Voici le troisième et dernier volet de notre entretien-fleuve avec la sociologue Nadège Séverac, à partir de son précieux rapport* publié en 2015 sur les maltraitances. Nous balayons avec elle les grands thèmes souvent rattachés à la problématique des négligences, carences et mauvais traitements: la question centrale du handicap (facteur de risque ou conséquence de la maltraitance), l’éventuelle corrélation entre le statut socio-économique et les défaillances parentales, la forte prévalence des violences conjugales. Retrouvez les deux premières parties de ces échange, celle consacrée aux conséquences de la loi de 2007 et celle dédiée aux postures des travailleurs sociaux.

L’appréhension des « négligences », la connaissance théorique de leurs conséquences sur l’enfant, ne font-elles pas cruellement défaut aux travailleurs sociaux ?

Nadège Séverac. Si, et particulièrement dans la situation des petits. Lorsque nous avons auditionné dans le cadre du rapport sur les besoins fondamentaux, des pédo-psychiatres engagés auprès des bébés et des jeunes enfants, ils l’ont particulièrement souligné: les négligences sont des omissions donc des choses qui ne sont pas faites alors qu’elles seraient nécessaires, elles ne se voient pas. Elles relèvent qui plus est des soins quotidiens et donc du coeur de l’intimité familiale, là où les corps se tissent à travers les relations entre l’adulte et le tout petit qui a peu de moyens d’expression, donc tout échappe au regard social. Pourtant, on a là l’essentiel des enjeux d’humanisation… qui doivent s’engager dès les débuts, sous peine que la fenêtre critique du développement de zéro à trente-six mois se referme sans que l’enfant n’ait pu bénéficier d’un éco-système où il ait pu activer ses compétences a minima, avec ensuite un risque de déficit permanent. Ce qui est difficile, c’est que sur cette forme de maltraitance, les représentations font encore obstacle: on est sur des choses considérées comme trop fines ou trop subtiles, trop quotidiennes pour être importantes, socialement préhensibles. Et puis on est dans l’intimité du lien maman/bébé, d’un dialogue hors mots qui engage le corps… donc quelque chose d’hyper privé par rapport à quoi fonctionne à plein le “refus du stigmatiser” et du coup, alors qu’il faudrait être très attentif et attentionné, tout ça passe à travers un tamis trop grossier: les négligences échappent. Pourtant, c’est la forme la plus fréquente de toutes et ce sont celles qui laissent le plus de séquelles sur le développement; c’est pour ça qu’Eliane Corbet a insisté en parlant de “processus de production du handicap”.

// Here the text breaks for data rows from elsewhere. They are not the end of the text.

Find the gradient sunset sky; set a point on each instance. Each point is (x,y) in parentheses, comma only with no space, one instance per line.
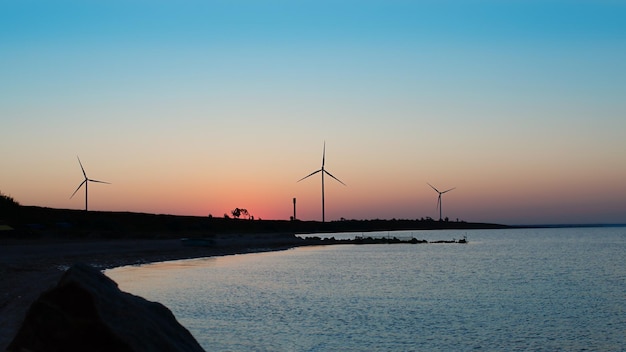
(198,107)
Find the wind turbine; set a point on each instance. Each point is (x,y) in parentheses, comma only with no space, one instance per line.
(85,182)
(439,198)
(323,171)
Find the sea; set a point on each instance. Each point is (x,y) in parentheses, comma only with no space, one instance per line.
(548,289)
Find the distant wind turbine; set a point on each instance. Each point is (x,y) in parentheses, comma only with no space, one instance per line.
(85,182)
(323,171)
(439,198)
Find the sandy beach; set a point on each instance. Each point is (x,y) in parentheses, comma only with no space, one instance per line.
(27,268)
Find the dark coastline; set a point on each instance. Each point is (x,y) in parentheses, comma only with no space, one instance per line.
(38,243)
(38,222)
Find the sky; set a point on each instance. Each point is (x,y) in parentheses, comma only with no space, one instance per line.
(199,107)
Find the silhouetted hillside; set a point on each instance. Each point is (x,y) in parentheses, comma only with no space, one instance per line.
(29,221)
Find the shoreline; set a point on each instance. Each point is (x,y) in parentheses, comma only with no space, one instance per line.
(28,268)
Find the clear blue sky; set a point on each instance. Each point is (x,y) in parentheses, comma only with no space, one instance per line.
(198,107)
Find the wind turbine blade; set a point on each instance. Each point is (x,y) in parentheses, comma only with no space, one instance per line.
(311,174)
(79,186)
(433,187)
(81,167)
(328,173)
(448,190)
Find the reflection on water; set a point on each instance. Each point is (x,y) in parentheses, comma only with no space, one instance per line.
(555,289)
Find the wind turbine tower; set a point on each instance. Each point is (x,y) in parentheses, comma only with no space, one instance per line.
(85,182)
(439,198)
(323,171)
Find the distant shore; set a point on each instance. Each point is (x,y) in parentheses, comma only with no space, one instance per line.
(37,244)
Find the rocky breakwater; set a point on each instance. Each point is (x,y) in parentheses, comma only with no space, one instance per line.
(86,311)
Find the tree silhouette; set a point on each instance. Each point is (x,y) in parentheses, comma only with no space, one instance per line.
(237,212)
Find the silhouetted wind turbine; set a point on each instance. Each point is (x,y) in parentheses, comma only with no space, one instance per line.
(323,171)
(439,198)
(85,182)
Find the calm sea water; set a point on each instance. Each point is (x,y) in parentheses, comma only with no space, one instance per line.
(524,289)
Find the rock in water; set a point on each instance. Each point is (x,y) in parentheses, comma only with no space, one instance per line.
(86,311)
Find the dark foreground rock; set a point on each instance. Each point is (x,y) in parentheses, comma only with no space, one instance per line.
(86,311)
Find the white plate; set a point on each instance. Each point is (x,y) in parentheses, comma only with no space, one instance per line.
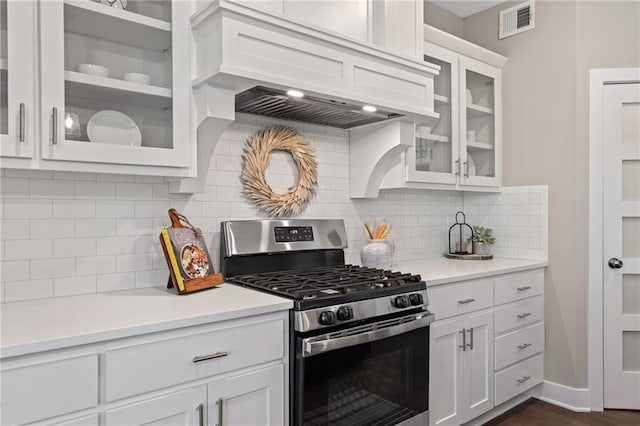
(113,127)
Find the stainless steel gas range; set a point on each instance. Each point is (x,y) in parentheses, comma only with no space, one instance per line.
(359,343)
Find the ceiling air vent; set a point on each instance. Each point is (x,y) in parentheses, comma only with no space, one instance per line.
(516,19)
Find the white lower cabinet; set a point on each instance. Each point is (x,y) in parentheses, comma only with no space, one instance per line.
(484,352)
(461,364)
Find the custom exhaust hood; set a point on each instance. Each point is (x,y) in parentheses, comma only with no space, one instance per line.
(246,60)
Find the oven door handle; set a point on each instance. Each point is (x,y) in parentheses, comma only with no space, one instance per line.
(311,347)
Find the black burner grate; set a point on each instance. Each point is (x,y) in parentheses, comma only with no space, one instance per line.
(316,284)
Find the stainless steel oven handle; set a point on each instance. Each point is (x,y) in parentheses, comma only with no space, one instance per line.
(310,348)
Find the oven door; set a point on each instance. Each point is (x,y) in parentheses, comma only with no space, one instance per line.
(372,374)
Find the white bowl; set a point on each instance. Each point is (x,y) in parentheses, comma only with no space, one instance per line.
(136,77)
(93,69)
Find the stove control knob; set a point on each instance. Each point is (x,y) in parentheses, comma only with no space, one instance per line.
(415,299)
(401,302)
(327,318)
(345,313)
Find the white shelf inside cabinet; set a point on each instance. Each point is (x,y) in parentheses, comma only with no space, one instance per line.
(117,91)
(478,111)
(441,98)
(108,23)
(479,146)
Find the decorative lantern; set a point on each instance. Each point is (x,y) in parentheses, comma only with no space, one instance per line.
(457,236)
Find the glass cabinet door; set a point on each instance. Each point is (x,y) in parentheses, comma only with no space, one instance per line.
(115,84)
(17,74)
(433,157)
(481,133)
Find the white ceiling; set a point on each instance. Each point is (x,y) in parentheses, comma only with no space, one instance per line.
(464,8)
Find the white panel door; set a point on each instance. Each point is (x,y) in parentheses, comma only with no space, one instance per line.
(621,216)
(479,379)
(446,373)
(255,398)
(184,408)
(17,78)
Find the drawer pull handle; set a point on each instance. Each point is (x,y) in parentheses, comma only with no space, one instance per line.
(220,403)
(523,379)
(210,356)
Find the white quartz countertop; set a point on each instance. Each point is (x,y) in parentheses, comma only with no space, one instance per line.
(46,324)
(437,271)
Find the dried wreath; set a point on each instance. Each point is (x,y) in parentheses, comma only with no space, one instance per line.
(256,157)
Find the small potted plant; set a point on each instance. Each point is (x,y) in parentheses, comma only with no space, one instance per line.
(482,239)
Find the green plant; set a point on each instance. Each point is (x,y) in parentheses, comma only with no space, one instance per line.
(482,235)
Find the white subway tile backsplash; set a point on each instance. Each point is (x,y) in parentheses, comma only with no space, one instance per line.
(74,247)
(28,249)
(53,189)
(52,268)
(117,281)
(17,208)
(74,285)
(74,208)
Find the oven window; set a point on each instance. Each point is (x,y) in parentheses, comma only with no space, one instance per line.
(383,382)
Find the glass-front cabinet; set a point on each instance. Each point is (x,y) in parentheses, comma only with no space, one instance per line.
(114,84)
(462,146)
(17,78)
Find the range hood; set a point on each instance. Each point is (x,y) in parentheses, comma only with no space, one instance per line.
(246,60)
(309,109)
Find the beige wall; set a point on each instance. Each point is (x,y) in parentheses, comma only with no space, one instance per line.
(438,17)
(545,132)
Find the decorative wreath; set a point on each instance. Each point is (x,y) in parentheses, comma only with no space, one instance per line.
(256,157)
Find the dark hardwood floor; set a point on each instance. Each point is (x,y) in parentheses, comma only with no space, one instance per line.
(538,413)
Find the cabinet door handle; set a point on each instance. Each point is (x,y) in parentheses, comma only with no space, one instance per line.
(523,379)
(220,403)
(202,414)
(23,123)
(210,356)
(55,126)
(523,346)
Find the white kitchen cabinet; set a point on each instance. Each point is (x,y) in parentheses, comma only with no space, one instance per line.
(149,38)
(486,344)
(252,398)
(17,78)
(461,376)
(183,408)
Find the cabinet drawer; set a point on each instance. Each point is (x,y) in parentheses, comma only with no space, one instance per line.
(142,368)
(518,345)
(450,300)
(519,378)
(517,314)
(49,389)
(518,286)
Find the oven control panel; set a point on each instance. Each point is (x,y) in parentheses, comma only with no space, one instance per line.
(287,234)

Quel est le sens de la corrélation entre handicap et maltraitance? Un enfant prématuré, fragile ou né avec un handicap est-il plus à risque de maltraitances ? Ou les négligences, l’absence de stimulation, de réactivité parentale, sont-elles à l’origine du handicap ?

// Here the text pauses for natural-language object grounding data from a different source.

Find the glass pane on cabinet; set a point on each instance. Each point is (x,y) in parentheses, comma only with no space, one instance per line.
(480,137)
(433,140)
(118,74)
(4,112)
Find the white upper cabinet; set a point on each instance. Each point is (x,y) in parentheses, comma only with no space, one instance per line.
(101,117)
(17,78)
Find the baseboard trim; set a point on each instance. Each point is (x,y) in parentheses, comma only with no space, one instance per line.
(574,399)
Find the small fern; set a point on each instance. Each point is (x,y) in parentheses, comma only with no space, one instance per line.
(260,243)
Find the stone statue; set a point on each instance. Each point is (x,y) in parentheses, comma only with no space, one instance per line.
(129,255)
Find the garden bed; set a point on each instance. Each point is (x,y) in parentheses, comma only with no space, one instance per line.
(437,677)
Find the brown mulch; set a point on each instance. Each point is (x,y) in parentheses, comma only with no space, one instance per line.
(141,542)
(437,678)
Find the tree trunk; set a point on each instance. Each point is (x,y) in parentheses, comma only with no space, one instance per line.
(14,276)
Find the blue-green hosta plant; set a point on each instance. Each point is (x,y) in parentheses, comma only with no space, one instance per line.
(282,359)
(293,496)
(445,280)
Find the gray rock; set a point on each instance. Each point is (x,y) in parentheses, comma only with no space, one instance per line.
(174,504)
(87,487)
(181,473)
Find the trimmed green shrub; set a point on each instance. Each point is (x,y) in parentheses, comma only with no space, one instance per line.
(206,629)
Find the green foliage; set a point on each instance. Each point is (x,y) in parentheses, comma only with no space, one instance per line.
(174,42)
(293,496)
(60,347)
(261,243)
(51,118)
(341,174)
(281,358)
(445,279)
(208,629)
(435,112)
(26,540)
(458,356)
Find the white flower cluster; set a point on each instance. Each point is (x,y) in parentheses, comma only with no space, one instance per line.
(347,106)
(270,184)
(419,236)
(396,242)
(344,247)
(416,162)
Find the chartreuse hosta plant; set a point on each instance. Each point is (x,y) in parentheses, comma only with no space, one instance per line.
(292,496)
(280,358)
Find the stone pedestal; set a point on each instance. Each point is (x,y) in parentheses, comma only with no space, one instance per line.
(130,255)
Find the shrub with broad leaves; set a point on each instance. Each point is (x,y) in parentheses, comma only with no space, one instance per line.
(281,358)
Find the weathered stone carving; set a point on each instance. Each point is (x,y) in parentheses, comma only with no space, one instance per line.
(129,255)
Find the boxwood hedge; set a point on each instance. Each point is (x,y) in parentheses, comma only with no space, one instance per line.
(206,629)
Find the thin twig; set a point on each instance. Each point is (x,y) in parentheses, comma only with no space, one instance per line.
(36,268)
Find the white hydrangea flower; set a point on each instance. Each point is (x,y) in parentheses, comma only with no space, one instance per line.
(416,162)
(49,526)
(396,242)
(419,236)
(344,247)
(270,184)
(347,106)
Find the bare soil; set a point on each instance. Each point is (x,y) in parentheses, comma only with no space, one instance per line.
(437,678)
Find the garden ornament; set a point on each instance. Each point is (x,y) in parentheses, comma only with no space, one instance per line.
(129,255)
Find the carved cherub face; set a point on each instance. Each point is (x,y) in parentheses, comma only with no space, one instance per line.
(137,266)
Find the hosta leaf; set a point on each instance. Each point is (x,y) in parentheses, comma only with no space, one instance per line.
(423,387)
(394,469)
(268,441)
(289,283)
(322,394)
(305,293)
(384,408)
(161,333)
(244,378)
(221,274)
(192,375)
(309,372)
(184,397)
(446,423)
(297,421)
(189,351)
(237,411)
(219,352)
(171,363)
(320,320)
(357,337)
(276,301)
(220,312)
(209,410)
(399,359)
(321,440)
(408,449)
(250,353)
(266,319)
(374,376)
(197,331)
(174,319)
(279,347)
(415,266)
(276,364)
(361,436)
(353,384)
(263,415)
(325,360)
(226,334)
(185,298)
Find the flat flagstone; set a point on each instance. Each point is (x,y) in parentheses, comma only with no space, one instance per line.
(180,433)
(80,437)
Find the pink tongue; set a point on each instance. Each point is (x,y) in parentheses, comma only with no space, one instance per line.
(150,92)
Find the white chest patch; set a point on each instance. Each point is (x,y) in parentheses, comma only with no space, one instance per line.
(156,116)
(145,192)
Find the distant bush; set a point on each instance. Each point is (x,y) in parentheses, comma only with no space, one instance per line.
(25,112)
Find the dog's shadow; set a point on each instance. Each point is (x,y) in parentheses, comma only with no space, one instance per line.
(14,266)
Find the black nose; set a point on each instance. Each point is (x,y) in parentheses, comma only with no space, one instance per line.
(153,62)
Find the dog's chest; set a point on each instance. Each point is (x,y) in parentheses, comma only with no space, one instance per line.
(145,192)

N.S. C’est un aspect qui a été plus particulièrement travaillé par Eliane Corbet qui a une expertise de longue date sur le handicap et les interrelations entre handicap et protection de l’enfance. Oui à vos deux hypothèses. On sait depuis des décennies qu’un enfant fragile représente une surcharge et qu’il est en outre susceptible d’angoisser et de dénarcissiser les parents, tous aspects qui sont facteurs de risque de maltraitance. Dans le sens inverse, on sait que l’enfant se construit en intériorisant son environnement extérieur; or plus cette extériorité est pauvre, plus le développement de l’enfant risque d’en pâtir. Et quand je parle de pauvreté, je parle avant tout de pauvreté relationnelle; l’enfant peut vivre dans un milieu très nanti et être massivement laissé à lui-même parce que ses parents ont d’autres priorités, professionnelles notamment. Et on peut vivre dans un milieu très démuni et maintenir un bon investissement de l’enfant, par exemple parce que l’enfant est un support fort d’identité positive chez le parent.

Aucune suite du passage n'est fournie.